ANNALS OF PLASTIC SURGERY, cilt.45, ss.54-60, 2000 (SCI İndekslerine Giren Dergi)

Özet

Secondary venous ischemia caused by anastomotic failure is one of the major causes of failure after free tissue transfers and replantations. The effects of cyclosporin A (CsA) on secondary ischemic injury associated with neutrophil infiltration and lipid peroxidation were evaluated in a rat inferior epigastric island skin flap model. Primary ischemia was produced by arteriovenous occlusion for 2 hours. Twenty-four hours later, secondary venous ischemia was produced by 5 hours of venous occlusion. Nonischemic (n = 5), primary ischemic (n = 5), and secondary ischemic control groups (n = 10), and four treatment groups (n = 10) were created. Treatment groups received either 15 or 30 mg per kilogram per day oral CsA for 3 days before flap elevation, or 15 or 30 mg per kilogram intravenous CsA at 4 hours of secondary venous ischemia. Flap survival area, malondialdehyde (MDA) content, and myeloperoxidase (MPO) activity were assayed for each group.

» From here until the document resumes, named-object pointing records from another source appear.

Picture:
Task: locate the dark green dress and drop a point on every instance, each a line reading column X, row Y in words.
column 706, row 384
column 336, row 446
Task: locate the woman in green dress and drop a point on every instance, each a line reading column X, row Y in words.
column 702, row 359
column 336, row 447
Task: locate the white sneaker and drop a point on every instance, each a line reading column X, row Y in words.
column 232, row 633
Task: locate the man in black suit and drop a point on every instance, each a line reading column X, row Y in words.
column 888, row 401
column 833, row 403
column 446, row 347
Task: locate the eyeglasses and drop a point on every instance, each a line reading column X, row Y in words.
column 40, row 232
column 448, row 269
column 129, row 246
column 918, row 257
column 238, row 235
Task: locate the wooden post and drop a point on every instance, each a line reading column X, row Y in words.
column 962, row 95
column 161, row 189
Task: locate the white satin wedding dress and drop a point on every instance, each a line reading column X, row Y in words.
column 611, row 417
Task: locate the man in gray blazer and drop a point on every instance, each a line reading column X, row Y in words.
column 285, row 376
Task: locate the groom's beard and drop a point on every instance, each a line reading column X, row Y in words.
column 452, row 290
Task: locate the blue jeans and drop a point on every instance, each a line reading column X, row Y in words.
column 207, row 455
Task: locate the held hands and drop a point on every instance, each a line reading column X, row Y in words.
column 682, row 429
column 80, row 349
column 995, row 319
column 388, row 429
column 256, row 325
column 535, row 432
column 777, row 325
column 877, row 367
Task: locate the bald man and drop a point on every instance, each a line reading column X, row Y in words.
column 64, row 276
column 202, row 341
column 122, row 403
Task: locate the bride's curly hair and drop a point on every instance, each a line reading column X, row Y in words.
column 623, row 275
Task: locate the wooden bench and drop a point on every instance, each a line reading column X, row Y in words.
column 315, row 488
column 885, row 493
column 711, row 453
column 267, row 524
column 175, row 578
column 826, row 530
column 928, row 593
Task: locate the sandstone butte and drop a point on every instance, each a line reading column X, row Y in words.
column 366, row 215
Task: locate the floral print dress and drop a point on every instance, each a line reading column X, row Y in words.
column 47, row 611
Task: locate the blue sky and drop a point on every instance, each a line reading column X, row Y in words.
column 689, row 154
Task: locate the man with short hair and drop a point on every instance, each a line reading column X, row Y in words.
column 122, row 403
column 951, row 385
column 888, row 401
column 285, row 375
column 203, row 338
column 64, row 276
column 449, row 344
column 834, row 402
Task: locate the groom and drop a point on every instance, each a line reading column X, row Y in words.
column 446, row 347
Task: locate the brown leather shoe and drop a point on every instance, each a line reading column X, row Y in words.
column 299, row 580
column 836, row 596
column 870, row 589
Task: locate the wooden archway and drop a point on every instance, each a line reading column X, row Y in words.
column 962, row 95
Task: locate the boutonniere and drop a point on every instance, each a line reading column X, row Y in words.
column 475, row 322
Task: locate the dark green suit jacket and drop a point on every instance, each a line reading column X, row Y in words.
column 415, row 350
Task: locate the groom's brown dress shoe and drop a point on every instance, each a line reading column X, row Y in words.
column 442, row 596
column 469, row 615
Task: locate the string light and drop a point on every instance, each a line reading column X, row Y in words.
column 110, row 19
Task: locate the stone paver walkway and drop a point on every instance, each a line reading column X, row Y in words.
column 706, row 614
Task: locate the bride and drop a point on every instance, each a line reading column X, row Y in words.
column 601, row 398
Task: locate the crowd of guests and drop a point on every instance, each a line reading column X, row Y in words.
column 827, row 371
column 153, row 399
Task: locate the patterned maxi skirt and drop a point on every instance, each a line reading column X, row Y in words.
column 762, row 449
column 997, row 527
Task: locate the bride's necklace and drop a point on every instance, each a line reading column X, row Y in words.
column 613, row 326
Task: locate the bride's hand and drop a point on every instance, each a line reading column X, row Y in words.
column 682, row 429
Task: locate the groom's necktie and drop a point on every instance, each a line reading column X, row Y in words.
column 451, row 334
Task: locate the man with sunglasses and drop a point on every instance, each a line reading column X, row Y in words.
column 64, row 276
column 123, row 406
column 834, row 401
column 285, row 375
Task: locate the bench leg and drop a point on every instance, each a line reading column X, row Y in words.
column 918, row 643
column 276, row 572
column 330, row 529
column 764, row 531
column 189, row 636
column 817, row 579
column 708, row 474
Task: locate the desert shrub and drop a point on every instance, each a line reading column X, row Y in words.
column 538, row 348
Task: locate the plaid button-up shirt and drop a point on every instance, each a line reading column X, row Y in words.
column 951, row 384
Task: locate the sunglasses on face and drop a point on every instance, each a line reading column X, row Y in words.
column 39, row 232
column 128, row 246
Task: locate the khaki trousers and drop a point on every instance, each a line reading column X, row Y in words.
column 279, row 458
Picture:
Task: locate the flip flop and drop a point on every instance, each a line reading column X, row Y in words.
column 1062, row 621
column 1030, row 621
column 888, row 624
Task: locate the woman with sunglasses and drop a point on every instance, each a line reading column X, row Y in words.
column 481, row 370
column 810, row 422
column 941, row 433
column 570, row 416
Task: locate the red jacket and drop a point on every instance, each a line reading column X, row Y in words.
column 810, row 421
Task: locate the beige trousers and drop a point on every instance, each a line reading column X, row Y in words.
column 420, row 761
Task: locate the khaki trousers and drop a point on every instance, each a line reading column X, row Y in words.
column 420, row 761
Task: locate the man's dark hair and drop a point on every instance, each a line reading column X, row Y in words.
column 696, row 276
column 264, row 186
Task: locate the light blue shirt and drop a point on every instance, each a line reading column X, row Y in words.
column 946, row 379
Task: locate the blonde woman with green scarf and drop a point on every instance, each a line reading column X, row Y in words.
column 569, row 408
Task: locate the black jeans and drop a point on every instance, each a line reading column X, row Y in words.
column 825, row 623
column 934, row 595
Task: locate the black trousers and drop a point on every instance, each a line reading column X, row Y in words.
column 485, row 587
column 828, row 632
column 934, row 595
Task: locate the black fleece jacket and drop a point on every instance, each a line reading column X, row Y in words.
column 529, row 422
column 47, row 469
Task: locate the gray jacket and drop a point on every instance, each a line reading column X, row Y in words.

The mean flap survival area of the high-dose posttreatment group was significantly higher than the secondary ischemic control group (29% +/- 39% vs. 3% +/- 8%; p < 0.05, Student's t-test). The MDA and MPO levels of each treatment group were significantly lower than the secondary ischemic control group at hours 1 and 24 (p < 0.0001, Student's t-test). The lowest MDA and MPO levels were achieved in the high-dose posttreatment group. Results suggest that CsA may improve flap survival after secondary venous ischemia by attenuating neutrophil infiltration and by reducing lipid peroxidation.